Police identify body found in Mississippi River as missing scientist
MEMPHIS, Tennessee (CNN) -- Police on Saturday identified a body discovered in the Mississippi River this week as that of a Harvard University biochemist, missing for more than a month.
The body of Don Wiley, 57, was found Thursday in the waters of a hydroelectric plant along the river near Vidalia, Louisiana, across from Natchez, Mississippi, said Memphis Police Director Walter Crews.
"Identification on the body was that of Dr. Don Wiley," he said.
The medical examiner confirmed the identity through dental records, according to Memphis Police Lt.

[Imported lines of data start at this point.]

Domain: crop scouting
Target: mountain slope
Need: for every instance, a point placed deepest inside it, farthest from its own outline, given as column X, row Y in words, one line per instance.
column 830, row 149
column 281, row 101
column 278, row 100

Walter Norris. "However, the medical examiner has not released the cause of death," Norris said.
The renowned biochemist disappeared in the early morning hours of November 16 in Memphis. He had gone there to attend a scientific meeting at St. Jude Children's Research Hospital and to visit family.

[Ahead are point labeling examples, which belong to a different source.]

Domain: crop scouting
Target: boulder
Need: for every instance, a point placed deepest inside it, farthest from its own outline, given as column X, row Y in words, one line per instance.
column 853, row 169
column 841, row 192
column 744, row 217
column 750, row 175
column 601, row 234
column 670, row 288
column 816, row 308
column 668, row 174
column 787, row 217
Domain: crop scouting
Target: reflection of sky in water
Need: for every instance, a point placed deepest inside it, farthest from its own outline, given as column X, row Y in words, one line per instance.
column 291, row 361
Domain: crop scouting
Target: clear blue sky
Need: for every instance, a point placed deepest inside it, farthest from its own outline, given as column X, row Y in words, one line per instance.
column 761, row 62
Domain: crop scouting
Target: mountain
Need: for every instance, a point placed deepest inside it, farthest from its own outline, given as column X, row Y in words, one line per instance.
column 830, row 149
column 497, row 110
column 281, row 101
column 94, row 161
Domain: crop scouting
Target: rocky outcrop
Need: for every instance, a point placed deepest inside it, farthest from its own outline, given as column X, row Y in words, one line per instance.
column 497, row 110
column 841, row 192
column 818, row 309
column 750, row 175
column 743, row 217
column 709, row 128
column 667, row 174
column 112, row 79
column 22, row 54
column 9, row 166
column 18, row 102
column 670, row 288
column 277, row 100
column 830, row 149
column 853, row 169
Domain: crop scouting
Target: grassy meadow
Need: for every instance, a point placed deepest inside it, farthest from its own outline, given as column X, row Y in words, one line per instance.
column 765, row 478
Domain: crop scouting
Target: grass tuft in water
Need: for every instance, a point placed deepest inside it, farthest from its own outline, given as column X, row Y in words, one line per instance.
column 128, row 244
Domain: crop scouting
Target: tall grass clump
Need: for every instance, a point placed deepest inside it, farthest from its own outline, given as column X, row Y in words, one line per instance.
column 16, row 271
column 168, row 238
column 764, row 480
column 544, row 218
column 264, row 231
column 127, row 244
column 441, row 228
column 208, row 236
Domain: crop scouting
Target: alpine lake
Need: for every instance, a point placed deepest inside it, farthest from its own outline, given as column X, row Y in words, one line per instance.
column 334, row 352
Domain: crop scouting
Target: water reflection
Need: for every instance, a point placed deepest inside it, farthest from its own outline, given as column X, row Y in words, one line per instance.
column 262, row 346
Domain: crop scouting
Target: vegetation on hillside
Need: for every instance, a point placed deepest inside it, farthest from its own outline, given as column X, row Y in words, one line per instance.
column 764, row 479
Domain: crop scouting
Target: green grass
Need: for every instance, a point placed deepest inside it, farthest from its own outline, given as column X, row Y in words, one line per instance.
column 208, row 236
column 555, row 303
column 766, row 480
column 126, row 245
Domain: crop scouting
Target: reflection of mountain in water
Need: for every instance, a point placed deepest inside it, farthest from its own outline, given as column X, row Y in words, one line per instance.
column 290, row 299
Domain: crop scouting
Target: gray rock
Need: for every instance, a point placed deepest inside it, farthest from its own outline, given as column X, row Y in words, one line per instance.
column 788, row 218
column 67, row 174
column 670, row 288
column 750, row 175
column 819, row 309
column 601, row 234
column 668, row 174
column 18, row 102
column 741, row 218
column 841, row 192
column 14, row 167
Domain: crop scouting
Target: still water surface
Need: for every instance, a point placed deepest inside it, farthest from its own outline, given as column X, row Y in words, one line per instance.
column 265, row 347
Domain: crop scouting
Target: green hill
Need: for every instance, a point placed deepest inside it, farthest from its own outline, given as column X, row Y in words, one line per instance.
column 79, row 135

At 4 that morning, his rental car was found abandoned on the Hernando de Soto Bridge that spans the Mississippi River. The car doors were unlocked, and the key was in the ignition. The car's gas tank was full. Wiley had not been heard from since then.

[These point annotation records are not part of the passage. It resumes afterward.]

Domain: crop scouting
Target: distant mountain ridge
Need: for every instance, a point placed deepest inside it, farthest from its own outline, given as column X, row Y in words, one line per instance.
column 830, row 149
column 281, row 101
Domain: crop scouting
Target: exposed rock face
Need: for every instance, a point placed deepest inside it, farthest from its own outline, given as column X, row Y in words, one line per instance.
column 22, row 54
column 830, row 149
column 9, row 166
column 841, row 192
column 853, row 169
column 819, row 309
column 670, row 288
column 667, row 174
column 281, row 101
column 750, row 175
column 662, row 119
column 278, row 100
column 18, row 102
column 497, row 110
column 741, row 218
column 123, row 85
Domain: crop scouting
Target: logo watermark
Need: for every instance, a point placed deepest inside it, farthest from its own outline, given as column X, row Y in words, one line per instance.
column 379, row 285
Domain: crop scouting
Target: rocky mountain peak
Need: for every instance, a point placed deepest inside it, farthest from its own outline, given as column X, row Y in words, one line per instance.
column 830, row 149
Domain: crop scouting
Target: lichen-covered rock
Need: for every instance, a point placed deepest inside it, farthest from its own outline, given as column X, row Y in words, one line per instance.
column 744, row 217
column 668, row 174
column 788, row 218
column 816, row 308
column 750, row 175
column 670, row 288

"We began this investigation as a missing person investigation," Crews said. "From there it went to a more criminal bent. We've deferred it to homicide in the event there is some criminal activity."
Wiley was considered one of the world's leading researchers of deadly viruses -- among them AIDS and the Ebola virus.
Ebola is a highly contagious disease that kills 50 percent to 80 percent of its victims. There is no vaccine.
Memphis police said there is nothing to suggest the doctor's expertise had anything to do with his disappearance. His family said it is out of the question that the successful researcher would commit suicide.
Dr. William Evans from St. Jude said that hours before Wiley vanished he appeared upbeat and happy during a banquet at the Peabody Hotel.